Meg Howald, a professor at Fanshawe College, who teaches creative writing and a course called Reality TV: Changing Cultures addressed this salacious appetite for this form of entertainment.

“It’s addictive (so say scientists), because binging releases dopamine (a neurotransmitter) which increases our pleasure levels (like any addiction),” Howald said. “These are what psychologists say about watching reality TV style programming: people are less lonely; people get addicted to other people’s humiliation; addiction to the drama; addiction to the pleasure it brings.”

Reality TV in today’s world is a part of our cultural fabric. There is no turning back. It’s no wonder why it has also crept into our college’s curriculum. Howald believes it is an important topic to discuss and one which can offer up some telling insights about our human nature.

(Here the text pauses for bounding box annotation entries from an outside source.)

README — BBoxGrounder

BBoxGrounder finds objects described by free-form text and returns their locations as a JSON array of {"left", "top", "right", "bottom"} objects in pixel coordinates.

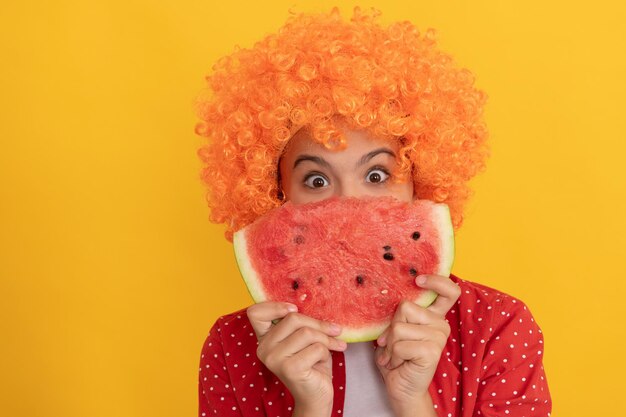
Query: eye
[
  {"left": 304, "top": 174, "right": 329, "bottom": 188},
  {"left": 365, "top": 168, "right": 389, "bottom": 183}
]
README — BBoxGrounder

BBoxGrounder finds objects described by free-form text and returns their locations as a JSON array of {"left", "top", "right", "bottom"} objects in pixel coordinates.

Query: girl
[{"left": 197, "top": 8, "right": 551, "bottom": 417}]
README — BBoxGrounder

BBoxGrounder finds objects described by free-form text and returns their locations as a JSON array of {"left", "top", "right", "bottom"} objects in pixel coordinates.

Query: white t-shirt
[{"left": 343, "top": 342, "right": 393, "bottom": 417}]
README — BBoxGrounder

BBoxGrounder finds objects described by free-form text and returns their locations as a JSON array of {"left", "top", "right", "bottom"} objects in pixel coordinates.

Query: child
[{"left": 197, "top": 8, "right": 551, "bottom": 417}]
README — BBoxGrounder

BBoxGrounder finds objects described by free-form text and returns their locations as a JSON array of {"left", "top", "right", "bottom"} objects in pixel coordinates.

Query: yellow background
[{"left": 0, "top": 0, "right": 626, "bottom": 417}]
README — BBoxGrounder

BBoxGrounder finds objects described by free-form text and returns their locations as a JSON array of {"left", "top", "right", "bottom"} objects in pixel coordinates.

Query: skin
[{"left": 248, "top": 126, "right": 460, "bottom": 417}]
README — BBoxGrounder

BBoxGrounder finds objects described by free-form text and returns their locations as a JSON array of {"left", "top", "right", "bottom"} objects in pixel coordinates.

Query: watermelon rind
[
  {"left": 233, "top": 203, "right": 455, "bottom": 343},
  {"left": 233, "top": 228, "right": 267, "bottom": 303}
]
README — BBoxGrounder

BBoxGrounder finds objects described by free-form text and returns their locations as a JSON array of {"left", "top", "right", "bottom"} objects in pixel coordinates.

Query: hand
[
  {"left": 376, "top": 275, "right": 461, "bottom": 416},
  {"left": 247, "top": 302, "right": 347, "bottom": 416}
]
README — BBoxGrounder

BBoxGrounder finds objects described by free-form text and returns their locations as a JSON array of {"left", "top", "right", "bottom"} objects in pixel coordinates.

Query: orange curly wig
[{"left": 196, "top": 7, "right": 489, "bottom": 241}]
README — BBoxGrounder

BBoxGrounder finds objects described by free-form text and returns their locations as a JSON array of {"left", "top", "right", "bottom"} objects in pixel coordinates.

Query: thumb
[{"left": 246, "top": 301, "right": 298, "bottom": 339}]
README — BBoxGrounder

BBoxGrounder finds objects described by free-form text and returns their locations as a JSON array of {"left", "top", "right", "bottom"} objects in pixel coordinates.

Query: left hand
[{"left": 376, "top": 275, "right": 461, "bottom": 416}]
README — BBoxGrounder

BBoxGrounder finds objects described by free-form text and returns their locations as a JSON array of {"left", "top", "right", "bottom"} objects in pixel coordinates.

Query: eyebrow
[{"left": 293, "top": 148, "right": 396, "bottom": 169}]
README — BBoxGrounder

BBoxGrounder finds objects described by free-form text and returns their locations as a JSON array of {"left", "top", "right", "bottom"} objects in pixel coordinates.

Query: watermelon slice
[{"left": 233, "top": 197, "right": 454, "bottom": 342}]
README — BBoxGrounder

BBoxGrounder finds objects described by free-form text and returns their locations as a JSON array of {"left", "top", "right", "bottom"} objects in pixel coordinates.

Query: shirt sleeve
[
  {"left": 198, "top": 320, "right": 243, "bottom": 417},
  {"left": 474, "top": 295, "right": 552, "bottom": 417}
]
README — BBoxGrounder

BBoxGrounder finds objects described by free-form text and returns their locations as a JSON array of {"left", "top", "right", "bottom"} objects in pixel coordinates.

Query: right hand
[{"left": 247, "top": 301, "right": 347, "bottom": 416}]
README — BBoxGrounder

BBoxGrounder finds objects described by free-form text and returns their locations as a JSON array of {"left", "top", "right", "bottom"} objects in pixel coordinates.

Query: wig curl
[{"left": 196, "top": 7, "right": 489, "bottom": 240}]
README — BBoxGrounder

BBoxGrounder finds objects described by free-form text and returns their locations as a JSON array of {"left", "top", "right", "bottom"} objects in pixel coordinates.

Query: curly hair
[{"left": 195, "top": 7, "right": 490, "bottom": 241}]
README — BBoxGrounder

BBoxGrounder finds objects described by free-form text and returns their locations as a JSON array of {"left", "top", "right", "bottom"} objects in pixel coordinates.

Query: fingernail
[{"left": 415, "top": 275, "right": 426, "bottom": 285}]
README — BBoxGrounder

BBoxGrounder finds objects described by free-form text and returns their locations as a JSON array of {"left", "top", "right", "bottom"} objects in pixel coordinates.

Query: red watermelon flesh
[{"left": 233, "top": 197, "right": 454, "bottom": 342}]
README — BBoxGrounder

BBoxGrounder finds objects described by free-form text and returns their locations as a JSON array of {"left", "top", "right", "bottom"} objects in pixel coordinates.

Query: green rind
[
  {"left": 233, "top": 203, "right": 455, "bottom": 343},
  {"left": 233, "top": 228, "right": 267, "bottom": 303}
]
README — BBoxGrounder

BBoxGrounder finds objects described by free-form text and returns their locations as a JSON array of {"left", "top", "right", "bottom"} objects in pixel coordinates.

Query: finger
[
  {"left": 246, "top": 301, "right": 298, "bottom": 339},
  {"left": 386, "top": 320, "right": 448, "bottom": 351},
  {"left": 285, "top": 343, "right": 331, "bottom": 374},
  {"left": 415, "top": 275, "right": 461, "bottom": 316},
  {"left": 275, "top": 327, "right": 348, "bottom": 356},
  {"left": 376, "top": 300, "right": 441, "bottom": 346},
  {"left": 379, "top": 319, "right": 449, "bottom": 367},
  {"left": 385, "top": 340, "right": 442, "bottom": 369},
  {"left": 267, "top": 313, "right": 341, "bottom": 344},
  {"left": 391, "top": 300, "right": 441, "bottom": 325},
  {"left": 374, "top": 347, "right": 389, "bottom": 379}
]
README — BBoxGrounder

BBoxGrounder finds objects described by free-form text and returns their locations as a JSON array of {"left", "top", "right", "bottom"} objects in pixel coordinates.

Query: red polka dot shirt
[{"left": 198, "top": 275, "right": 552, "bottom": 417}]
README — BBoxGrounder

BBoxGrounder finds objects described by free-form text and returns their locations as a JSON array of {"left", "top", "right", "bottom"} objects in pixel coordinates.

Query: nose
[{"left": 334, "top": 181, "right": 363, "bottom": 197}]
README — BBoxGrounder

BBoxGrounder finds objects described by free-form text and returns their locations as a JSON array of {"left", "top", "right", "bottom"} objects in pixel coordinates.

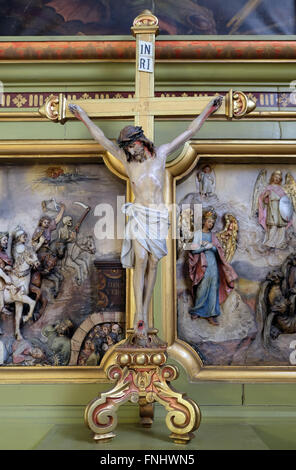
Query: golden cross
[{"left": 39, "top": 10, "right": 255, "bottom": 328}]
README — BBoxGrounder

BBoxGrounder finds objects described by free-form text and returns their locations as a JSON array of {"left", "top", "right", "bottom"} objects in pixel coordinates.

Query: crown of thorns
[{"left": 117, "top": 126, "right": 144, "bottom": 148}]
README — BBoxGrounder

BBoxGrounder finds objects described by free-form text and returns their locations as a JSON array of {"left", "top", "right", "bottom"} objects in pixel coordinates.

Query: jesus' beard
[{"left": 124, "top": 141, "right": 156, "bottom": 163}]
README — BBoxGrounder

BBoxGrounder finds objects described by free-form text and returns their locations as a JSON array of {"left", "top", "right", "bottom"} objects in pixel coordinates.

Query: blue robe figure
[{"left": 189, "top": 232, "right": 221, "bottom": 318}]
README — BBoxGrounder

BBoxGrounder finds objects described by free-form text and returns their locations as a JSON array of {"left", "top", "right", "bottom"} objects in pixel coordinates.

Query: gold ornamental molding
[{"left": 161, "top": 139, "right": 296, "bottom": 383}]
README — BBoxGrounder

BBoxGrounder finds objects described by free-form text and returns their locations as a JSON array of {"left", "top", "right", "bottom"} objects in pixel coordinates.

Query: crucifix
[{"left": 40, "top": 11, "right": 254, "bottom": 443}]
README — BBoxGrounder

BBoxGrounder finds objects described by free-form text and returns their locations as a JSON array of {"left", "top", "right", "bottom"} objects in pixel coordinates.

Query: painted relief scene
[
  {"left": 177, "top": 160, "right": 296, "bottom": 365},
  {"left": 0, "top": 161, "right": 125, "bottom": 367}
]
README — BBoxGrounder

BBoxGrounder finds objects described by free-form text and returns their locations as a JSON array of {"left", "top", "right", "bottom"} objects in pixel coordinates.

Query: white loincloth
[{"left": 121, "top": 202, "right": 169, "bottom": 268}]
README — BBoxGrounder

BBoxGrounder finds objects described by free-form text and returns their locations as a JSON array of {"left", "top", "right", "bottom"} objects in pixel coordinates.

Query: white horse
[
  {"left": 62, "top": 235, "right": 96, "bottom": 286},
  {"left": 4, "top": 247, "right": 40, "bottom": 340}
]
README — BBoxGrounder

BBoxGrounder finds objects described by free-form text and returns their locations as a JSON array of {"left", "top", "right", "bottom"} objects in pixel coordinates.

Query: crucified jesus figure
[{"left": 69, "top": 96, "right": 223, "bottom": 338}]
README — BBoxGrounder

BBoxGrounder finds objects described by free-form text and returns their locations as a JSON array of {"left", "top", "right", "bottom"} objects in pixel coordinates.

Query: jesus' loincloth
[{"left": 121, "top": 203, "right": 169, "bottom": 268}]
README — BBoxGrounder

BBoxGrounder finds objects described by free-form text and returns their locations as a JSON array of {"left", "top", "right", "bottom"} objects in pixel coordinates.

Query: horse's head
[
  {"left": 79, "top": 235, "right": 96, "bottom": 255},
  {"left": 14, "top": 246, "right": 40, "bottom": 270},
  {"left": 24, "top": 248, "right": 40, "bottom": 269}
]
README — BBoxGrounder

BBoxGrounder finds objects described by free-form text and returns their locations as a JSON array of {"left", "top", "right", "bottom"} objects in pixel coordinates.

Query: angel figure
[
  {"left": 178, "top": 207, "right": 194, "bottom": 250},
  {"left": 189, "top": 209, "right": 238, "bottom": 326},
  {"left": 284, "top": 172, "right": 296, "bottom": 211},
  {"left": 252, "top": 170, "right": 295, "bottom": 249},
  {"left": 217, "top": 214, "right": 238, "bottom": 263},
  {"left": 196, "top": 164, "right": 216, "bottom": 197}
]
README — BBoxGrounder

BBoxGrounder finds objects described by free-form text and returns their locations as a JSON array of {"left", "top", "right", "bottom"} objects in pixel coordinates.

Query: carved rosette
[
  {"left": 38, "top": 93, "right": 66, "bottom": 122},
  {"left": 227, "top": 90, "right": 256, "bottom": 119},
  {"left": 131, "top": 10, "right": 159, "bottom": 35}
]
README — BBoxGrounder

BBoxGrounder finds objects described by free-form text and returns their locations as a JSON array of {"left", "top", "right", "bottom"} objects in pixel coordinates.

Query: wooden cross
[{"left": 39, "top": 10, "right": 255, "bottom": 328}]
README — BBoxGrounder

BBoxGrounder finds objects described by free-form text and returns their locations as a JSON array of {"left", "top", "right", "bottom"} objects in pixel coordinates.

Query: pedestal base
[{"left": 85, "top": 331, "right": 201, "bottom": 444}]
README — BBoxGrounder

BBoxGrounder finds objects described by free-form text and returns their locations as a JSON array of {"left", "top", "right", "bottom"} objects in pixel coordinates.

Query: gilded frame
[
  {"left": 0, "top": 140, "right": 296, "bottom": 383},
  {"left": 162, "top": 140, "right": 296, "bottom": 383}
]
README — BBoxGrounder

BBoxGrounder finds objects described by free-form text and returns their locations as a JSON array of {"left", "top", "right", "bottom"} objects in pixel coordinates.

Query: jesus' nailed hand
[{"left": 68, "top": 96, "right": 223, "bottom": 339}]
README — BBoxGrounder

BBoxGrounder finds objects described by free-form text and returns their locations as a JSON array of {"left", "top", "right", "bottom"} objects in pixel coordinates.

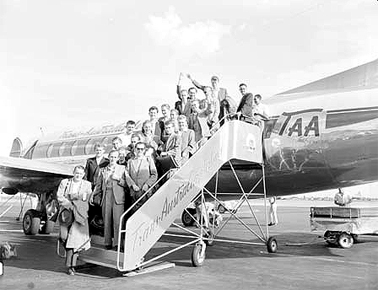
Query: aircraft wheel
[
  {"left": 204, "top": 229, "right": 214, "bottom": 247},
  {"left": 181, "top": 208, "right": 196, "bottom": 227},
  {"left": 337, "top": 233, "right": 353, "bottom": 249},
  {"left": 22, "top": 209, "right": 41, "bottom": 235},
  {"left": 41, "top": 220, "right": 55, "bottom": 234},
  {"left": 218, "top": 204, "right": 226, "bottom": 214},
  {"left": 324, "top": 231, "right": 338, "bottom": 246},
  {"left": 192, "top": 242, "right": 206, "bottom": 267},
  {"left": 266, "top": 237, "right": 278, "bottom": 253}
]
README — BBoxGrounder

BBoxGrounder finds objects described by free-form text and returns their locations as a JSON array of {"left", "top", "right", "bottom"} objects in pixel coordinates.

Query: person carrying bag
[{"left": 57, "top": 165, "right": 92, "bottom": 275}]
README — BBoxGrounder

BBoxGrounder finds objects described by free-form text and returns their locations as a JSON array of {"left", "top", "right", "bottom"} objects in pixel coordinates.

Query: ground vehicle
[{"left": 310, "top": 206, "right": 378, "bottom": 248}]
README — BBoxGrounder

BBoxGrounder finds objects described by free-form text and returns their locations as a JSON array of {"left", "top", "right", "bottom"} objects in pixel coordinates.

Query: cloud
[{"left": 145, "top": 6, "right": 232, "bottom": 58}]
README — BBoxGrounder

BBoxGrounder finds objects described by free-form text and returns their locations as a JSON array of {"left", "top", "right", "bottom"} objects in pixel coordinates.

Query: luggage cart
[{"left": 310, "top": 206, "right": 378, "bottom": 249}]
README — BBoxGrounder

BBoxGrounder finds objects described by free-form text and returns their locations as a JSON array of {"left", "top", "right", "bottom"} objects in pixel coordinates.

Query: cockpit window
[{"left": 46, "top": 144, "right": 54, "bottom": 158}]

“I started teaching the course when I was on three reality episodes a while back: Style by Jury and Untold Stories of the ER…I designed the course so that students could create a culminating project involving a look-book proposal for an original realty TV show. They always come up with ‘addictive content.’” Reality TV is fun, but like anything that has an addictive nature, I am fully aware that I have to be mindful of my behaviour. Especially as I crawl into bed at 2 a.m., after “just one more episode.”

Howald also shed some light on the dark side of reality TV:

  • People encounter sleep disturbances and insomnia
  • People are opting for poor diets (high on snack foods) and therefore complain of fatigue
  • A more sedentary lifestyle is creating medical risks for developing heart disease, blood clots, social withdrawal, depression, and cognitive decline
According to Howald, the bottom line that applies to everything in achieving healthy lifestyles is balance.